Speaking in a debate on conflict prevention and sustaining peace, the envoy also underscored the need for the resolution of long-standing political disputes to build and sustain peace.

Prevention was a task to be shared by national governments and national stakeholders, she said, emphasizing that only national actors could drive processes for sustainable peace.

Opening the debate, new UN Secretary General Antonio Guterres said in an impassioned speech -- his first to the 15-member Council -- that he had made conflict prevention his top priority.

"We spend far more time and resources responding to crises rather than preventing them. People are paying too high a price. We need a whole new approach," Guterres stressed

He added, however, that it has also been difficult to persuade decision-makers at national and international levels that prevention must be their priority.

In her remarks, Maleeha said the capacity of the UN for sustaining peace was relatively nascent. While its nation-building endeavours had mixed results, they were more productive and cost effective than unilateral actions taken by some powers.

Sustaining peace entailed a political process, encompassing prevention of outbreak, escalation, continuation and recurrence of conflict, Ambassador Lodhi said. Inclusivity was the lynchpin for sustaining peace, she said, adding that only national actors could drive towards that goal.

"When we look at sustainable peace through the lens of conflict prevention then it is important to shift from a culture of reaction to a culture of prevention," the envoy added.

Effective preventive strategies relied on: -- Early reaction to sign of trouble; Efforts to alleviate the factors that trigger violence and resolution of the underlying root causes of violence. In all these processes, national ownership was essential. Moving a country towards durable peace began with a clear understanding of the sources and nature of local conflicts.
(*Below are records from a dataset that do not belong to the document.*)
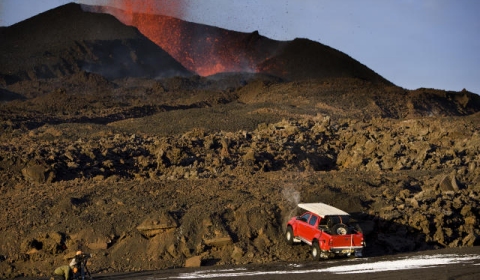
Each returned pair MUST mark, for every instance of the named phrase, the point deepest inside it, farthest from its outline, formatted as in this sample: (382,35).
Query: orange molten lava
(202,49)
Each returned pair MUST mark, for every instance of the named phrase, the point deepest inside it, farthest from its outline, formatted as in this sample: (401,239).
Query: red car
(327,230)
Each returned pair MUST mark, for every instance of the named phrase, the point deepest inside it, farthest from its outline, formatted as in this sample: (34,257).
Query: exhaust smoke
(293,198)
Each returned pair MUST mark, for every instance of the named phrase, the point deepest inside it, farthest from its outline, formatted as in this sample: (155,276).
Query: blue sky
(412,43)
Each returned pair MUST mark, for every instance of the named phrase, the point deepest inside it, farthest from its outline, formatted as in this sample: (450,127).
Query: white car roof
(322,209)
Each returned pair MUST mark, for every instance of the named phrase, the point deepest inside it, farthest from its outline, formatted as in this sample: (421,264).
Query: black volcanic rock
(67,40)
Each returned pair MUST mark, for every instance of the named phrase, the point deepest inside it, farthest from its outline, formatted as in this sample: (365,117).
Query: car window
(305,217)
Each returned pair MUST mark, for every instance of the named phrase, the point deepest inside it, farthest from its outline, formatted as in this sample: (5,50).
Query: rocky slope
(184,171)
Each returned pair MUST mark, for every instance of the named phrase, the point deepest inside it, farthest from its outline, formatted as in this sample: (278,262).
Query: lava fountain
(203,49)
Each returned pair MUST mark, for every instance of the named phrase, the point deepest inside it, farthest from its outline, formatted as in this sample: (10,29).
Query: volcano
(74,38)
(67,40)
(209,50)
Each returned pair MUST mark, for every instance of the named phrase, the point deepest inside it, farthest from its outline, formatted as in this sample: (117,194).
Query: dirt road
(454,263)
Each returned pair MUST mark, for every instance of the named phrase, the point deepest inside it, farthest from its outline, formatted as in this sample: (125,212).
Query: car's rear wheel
(289,235)
(316,252)
(340,229)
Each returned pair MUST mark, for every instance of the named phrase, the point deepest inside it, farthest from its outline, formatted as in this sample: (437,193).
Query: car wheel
(316,252)
(289,235)
(340,229)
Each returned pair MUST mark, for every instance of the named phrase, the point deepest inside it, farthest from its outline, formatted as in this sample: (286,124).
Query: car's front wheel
(289,235)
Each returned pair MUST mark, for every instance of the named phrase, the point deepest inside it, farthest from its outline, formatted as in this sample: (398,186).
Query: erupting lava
(202,49)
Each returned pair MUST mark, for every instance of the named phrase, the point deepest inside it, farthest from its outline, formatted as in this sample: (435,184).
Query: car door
(311,228)
(302,225)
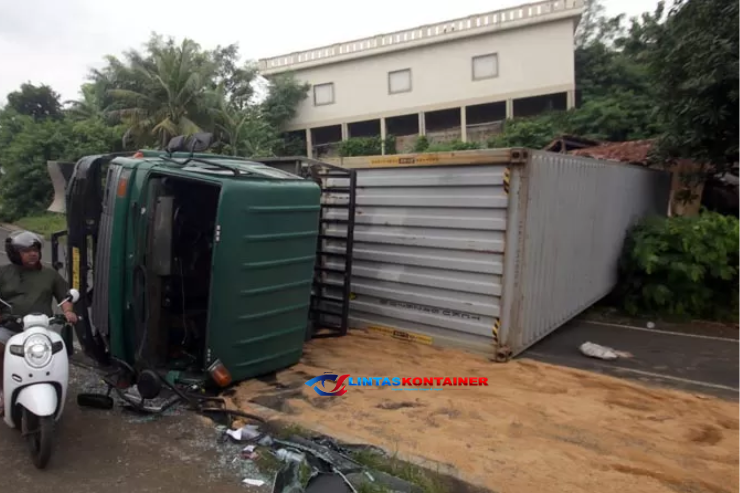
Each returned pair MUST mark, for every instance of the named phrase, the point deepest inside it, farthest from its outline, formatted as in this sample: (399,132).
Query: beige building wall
(534,60)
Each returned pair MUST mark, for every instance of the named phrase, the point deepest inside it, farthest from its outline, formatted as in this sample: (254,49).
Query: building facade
(458,79)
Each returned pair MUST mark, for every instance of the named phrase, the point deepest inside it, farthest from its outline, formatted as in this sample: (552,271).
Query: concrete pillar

"Ambitious conflict prevention strategies have to avoid the pitfalls of either a delayed reaction or reading incorrectly into signs of an impending conflict," she said.

The UN and regional organizations maintain dozens of good-offices missions in or in proximity to countries faced with significant risks of conflict, Ambassador Lodhi noted. Existing conflict-prevention mechanisms, such as early-warning systems, were mostly designed to detect only imminent or recurring conflicts.

The United Nations, she said, could not fulfill the role of sustaining peace and preventing conflict without adequate financial resources, and political support of member states.